Local minimax learning of functions with best finite sample estimation error bounds: applications to ridge and lasso regression, boosting, tree learning, kernel machines, and inverse problems

  • Authors:
  • Lee K. Jones

  • Affiliations:
  • Department of Mathematical Sciences, University of Massachusetts, Lowell, MA

  • Venue:
  • IEEE Transactions on Information Theory
  • Year:
  • 2009

Quantified Score

Hi-index 754.84

Visualization

Abstract

Optimal local estimation is formulated in the minimax sense for inverse problems and nonlinear regression. This theory provides best mean squared finite sample error bounds for some popular statistical learning algorithms and also for several optimal improvements of other existing learning algorithms such as smoothing splines and kernel regularization. The bounds and improved algorithms are not based on asymptotics or Bayesian assumptions and are truly local for each query, not depending on cross validating estimates at other queries to optimize modeling parameters. Results are given for optimal local learning of approximately linear functions with side information (context) using real algebraic geometry. In particular, finite sample error bounds are given for ridge regression and for a local version of lasso regression. The new regression methods require only quadratic programming with linear or quadratic inequality constraints for implementation. Greedy additive expansions are then combined with local minimax learning via a change in metric. An optimal strategy is presented for fusing the local minimax estimators of a class of experts--providing optimal finite sample prediction error bounds from (random) forests. Local minimax learning is extended to kernel machines. Best local prediction error bounds for finite samples are given for Tikhonov regularization.

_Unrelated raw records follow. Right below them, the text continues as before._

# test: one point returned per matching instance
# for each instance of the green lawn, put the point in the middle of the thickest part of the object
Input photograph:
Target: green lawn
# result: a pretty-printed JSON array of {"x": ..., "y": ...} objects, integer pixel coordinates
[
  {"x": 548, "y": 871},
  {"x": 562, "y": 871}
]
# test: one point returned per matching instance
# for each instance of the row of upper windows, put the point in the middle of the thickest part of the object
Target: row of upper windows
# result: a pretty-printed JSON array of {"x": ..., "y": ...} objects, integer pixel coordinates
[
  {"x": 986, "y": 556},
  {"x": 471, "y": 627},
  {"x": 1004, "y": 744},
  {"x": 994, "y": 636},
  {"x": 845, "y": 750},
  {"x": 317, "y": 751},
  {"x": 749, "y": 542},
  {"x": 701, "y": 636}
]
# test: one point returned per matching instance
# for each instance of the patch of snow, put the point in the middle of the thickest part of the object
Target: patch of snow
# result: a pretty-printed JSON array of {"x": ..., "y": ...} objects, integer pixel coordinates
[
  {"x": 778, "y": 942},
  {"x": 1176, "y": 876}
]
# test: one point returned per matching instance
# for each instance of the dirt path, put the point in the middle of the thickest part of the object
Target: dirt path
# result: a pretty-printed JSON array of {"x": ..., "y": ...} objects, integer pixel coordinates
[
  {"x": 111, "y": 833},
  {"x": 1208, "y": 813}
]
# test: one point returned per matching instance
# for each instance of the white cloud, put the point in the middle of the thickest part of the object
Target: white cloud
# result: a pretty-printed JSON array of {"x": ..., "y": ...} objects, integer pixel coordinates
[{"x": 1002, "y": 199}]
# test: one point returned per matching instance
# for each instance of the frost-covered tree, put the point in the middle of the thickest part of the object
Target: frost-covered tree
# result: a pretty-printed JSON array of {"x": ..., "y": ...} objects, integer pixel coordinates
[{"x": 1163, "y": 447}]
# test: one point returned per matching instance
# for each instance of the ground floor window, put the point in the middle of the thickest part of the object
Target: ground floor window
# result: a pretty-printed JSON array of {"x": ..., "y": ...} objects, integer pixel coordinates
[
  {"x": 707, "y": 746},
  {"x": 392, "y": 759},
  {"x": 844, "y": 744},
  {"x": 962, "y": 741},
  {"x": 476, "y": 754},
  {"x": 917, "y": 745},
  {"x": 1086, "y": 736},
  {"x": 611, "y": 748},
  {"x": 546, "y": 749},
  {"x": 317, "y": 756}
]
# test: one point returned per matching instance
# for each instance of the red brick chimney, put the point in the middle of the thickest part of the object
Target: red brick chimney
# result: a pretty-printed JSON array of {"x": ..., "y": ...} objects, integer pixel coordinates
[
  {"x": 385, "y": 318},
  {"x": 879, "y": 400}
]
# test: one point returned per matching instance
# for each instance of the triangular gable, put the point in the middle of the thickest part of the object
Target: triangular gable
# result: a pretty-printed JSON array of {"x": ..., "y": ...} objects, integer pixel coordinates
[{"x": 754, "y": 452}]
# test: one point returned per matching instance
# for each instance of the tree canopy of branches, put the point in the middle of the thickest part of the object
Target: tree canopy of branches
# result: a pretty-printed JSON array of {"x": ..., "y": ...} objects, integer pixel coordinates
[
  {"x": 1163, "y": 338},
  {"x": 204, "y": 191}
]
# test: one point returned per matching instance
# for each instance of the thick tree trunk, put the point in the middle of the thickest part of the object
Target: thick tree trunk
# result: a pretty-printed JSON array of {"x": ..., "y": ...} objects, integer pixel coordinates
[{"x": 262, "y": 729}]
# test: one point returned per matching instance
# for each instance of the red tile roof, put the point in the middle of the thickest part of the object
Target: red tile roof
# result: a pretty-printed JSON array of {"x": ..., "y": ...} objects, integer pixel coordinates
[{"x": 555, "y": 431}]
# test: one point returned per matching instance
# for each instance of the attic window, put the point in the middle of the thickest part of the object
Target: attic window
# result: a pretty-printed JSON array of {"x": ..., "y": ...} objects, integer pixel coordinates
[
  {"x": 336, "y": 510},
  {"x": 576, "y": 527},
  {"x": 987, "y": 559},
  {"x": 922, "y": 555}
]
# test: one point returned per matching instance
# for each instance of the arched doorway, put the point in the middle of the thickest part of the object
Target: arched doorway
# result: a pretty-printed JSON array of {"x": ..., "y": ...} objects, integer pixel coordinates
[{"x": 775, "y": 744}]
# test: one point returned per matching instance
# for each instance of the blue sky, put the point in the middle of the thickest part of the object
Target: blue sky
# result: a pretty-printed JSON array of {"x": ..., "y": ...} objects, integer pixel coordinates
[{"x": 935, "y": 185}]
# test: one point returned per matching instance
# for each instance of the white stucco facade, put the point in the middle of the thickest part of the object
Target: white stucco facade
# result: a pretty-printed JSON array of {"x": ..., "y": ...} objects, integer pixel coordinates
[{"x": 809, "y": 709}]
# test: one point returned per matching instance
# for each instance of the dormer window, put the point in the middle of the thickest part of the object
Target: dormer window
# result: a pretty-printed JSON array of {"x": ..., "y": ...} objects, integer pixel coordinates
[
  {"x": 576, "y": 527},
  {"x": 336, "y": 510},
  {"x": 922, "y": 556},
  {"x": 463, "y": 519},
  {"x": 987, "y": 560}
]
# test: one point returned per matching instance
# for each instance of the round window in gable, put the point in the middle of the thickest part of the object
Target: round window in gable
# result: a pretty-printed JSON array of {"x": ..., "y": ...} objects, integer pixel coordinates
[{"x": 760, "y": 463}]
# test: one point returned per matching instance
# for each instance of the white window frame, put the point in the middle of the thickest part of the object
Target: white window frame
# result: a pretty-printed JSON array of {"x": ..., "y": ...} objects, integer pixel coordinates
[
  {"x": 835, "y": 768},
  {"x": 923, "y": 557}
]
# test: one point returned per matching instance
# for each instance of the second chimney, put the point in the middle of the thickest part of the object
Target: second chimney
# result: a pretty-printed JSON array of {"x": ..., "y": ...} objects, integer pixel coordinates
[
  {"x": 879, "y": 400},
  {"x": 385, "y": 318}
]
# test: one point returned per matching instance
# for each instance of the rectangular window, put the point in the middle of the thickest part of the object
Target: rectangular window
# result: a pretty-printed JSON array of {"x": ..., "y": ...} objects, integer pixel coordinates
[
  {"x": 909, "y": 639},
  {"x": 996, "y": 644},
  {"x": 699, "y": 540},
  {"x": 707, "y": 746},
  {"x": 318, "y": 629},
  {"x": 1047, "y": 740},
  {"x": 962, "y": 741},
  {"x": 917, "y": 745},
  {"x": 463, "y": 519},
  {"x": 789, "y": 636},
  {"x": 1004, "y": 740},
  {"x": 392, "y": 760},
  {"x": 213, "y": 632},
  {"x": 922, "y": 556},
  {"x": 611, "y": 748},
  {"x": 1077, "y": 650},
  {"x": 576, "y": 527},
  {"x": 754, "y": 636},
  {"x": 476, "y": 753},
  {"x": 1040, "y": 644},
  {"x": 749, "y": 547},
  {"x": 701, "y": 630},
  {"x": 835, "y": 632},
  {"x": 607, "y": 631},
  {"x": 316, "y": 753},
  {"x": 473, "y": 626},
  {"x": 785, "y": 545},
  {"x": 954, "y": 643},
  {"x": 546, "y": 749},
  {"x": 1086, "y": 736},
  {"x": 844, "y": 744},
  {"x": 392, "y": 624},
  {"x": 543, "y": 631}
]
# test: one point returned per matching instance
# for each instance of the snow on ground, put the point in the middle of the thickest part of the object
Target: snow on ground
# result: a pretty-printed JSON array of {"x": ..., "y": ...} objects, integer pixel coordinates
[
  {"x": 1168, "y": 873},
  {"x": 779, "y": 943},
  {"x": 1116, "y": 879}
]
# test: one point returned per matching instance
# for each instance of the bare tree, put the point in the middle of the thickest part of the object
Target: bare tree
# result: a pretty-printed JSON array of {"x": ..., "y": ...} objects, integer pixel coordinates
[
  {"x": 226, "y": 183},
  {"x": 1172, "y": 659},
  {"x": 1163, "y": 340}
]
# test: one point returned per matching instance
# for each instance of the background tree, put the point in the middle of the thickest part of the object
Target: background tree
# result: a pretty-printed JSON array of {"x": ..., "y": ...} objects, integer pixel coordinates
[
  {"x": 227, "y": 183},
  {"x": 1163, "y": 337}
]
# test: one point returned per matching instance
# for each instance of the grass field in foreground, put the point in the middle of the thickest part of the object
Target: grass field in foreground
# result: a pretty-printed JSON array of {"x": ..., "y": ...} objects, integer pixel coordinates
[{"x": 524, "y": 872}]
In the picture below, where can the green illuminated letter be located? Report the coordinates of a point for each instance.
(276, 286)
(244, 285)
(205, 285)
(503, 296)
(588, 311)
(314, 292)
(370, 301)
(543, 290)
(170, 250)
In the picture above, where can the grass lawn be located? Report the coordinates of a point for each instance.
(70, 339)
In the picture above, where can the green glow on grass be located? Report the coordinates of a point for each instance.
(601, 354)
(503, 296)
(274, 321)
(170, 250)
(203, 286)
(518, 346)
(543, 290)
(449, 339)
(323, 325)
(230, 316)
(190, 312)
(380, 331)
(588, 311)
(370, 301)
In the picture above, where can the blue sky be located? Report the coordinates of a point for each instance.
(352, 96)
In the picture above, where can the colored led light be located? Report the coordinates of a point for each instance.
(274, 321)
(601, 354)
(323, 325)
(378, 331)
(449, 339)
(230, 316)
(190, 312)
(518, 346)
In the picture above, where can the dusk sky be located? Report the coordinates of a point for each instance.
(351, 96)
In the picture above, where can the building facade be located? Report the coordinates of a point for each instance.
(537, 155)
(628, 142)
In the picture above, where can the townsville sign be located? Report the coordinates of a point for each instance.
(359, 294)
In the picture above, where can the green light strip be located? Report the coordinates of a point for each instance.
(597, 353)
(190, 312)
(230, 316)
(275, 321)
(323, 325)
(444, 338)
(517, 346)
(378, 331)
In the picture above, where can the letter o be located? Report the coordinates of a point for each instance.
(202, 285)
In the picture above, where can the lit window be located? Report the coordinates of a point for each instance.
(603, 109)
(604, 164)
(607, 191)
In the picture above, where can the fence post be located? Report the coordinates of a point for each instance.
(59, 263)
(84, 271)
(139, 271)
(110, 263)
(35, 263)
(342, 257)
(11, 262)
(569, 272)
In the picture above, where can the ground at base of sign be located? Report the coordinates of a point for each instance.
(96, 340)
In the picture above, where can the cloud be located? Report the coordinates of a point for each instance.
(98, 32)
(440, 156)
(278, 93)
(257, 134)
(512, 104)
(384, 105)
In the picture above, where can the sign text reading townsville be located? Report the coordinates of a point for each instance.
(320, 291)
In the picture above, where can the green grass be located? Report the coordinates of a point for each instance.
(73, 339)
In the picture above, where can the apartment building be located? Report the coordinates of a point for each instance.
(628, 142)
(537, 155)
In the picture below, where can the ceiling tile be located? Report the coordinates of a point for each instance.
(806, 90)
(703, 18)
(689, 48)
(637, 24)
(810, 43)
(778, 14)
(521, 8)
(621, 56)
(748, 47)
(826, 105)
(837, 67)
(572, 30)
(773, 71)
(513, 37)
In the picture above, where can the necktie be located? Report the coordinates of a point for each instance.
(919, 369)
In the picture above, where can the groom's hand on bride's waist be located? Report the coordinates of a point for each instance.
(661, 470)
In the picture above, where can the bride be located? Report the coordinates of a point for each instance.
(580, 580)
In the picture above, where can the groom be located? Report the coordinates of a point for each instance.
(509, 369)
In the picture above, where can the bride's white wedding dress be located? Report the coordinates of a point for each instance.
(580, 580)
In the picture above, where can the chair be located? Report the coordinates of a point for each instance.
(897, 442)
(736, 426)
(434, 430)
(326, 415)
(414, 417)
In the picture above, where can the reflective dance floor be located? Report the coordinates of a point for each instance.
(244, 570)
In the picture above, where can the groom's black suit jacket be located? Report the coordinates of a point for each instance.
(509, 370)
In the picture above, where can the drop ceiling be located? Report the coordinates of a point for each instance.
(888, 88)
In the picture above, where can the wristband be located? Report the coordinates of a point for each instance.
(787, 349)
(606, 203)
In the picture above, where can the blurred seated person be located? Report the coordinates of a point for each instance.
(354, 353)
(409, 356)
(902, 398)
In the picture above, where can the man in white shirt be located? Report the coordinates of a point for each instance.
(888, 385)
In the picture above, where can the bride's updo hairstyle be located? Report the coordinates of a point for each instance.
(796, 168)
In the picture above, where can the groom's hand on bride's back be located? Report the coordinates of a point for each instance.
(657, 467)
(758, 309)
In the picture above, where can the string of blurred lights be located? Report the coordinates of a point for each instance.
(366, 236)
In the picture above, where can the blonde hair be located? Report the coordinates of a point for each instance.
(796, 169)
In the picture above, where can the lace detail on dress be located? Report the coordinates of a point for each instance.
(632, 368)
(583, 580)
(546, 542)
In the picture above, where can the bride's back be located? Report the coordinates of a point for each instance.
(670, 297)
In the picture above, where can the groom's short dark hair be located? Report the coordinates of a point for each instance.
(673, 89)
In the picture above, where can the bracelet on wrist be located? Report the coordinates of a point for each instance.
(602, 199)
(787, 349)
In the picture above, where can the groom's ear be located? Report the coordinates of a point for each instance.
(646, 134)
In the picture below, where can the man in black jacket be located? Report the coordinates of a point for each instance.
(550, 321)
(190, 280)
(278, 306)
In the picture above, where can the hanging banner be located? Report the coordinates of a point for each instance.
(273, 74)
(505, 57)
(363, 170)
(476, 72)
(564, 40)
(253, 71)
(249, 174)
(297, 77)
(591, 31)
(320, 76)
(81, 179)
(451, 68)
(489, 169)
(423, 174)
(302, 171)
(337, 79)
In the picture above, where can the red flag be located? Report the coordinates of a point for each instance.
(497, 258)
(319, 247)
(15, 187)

The geometry of reproducing kernel Hilbert space is used to derive improved estimators with finite sample mean squared error (MSE) bounds for class membership probability in two class pattern classification problems. A purely local, cross validation free algorithm is proposed which uses Fisher information with these bounds to determine best local kernel shape in vector machine learning. Finally, a locally quadratic solution to the finite Fourier moments problem is presented. After reading the first three sections the reader may proceed directly to any of the subsequent applications sections.